All the above so they get all the attention! Am I the grandma or mom? Look at us - active grandparents! I don’t look like a grandma!
Sounds great but it’s all smoke and mirrors. Everything’s a facade. There’s no deep relationship there because that’s messy and imperfect. These grandparents are only around for the photo ops and will be absent during illnesses, accidents, setbacks and stressful situations then wonder why they never see their young adult grandchildren anymore.
Anonymous wrote:A lot of this comes down to the myth that you can’t express love without being physically close and hyper-involved. Grandparents who can’t or don’t travel or get to see their grandkids all the time don’t love them less and aren’t loved less.
What we’re talking about is insistent neediness from boomers. It’s not about you! If you are filled with genuine love, that will show and be repaid! Don’t force it!
Anonymous wrote:Anonymous wrote:Anonymous wrote:Seriously, you can get on a plane and be there for any signficant events your family wants you there for and you won't haunt them when they don't want you...

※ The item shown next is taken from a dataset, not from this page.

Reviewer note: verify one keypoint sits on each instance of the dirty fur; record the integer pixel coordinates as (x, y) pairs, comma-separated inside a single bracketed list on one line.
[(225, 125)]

I obviously want to see them a lit more often than just significant events. I want to see them if they need babysitter help at the last minute. Sporting events. Their baseball games. Geez. You're sad.
I assume this whole thread was started and is mainly populated by trolls to keep discussion going, but I’ll note that I agree with this poster— grandparents live close by and have seen my kids at least once a week, if not more, since birth, and it’s enabled them to have a very close relationship with my kids. They absolutely enrich my kids’ lives AND make a lot of our life possible— they fill in with child care emergencies, they show up to events (major and minor), and they take the kids to their house to give us some space and time to ourselves. They have developed close relationships with my kids which would be much harder (not impossible but definitely harder) if they lived farther away.
I know it doesn’t work out this way for everyone but I am so grateful to my parents and my ILs for how much they form a community for my kids— and how much they help us, as two busy parents! I didn’t realize how much we would rely on them and now I can’t imagine them not being there. I loved my own grandparents but they all lived far away, and our relationship was more distant. My kids are almost as familiar with their grandparents as they are with us and it’s so great!
Anonymous wrote:Anonymous wrote:Seriously, you can get on a plane and be there for any signficant events your family wants you there for and you won't haunt them when they don't want you...
I obviously want to see them a lit more often than just significant events. I want to see them if they need babysitter help at the last minute. Sporting events. Their baseball games. Geez. You're sad.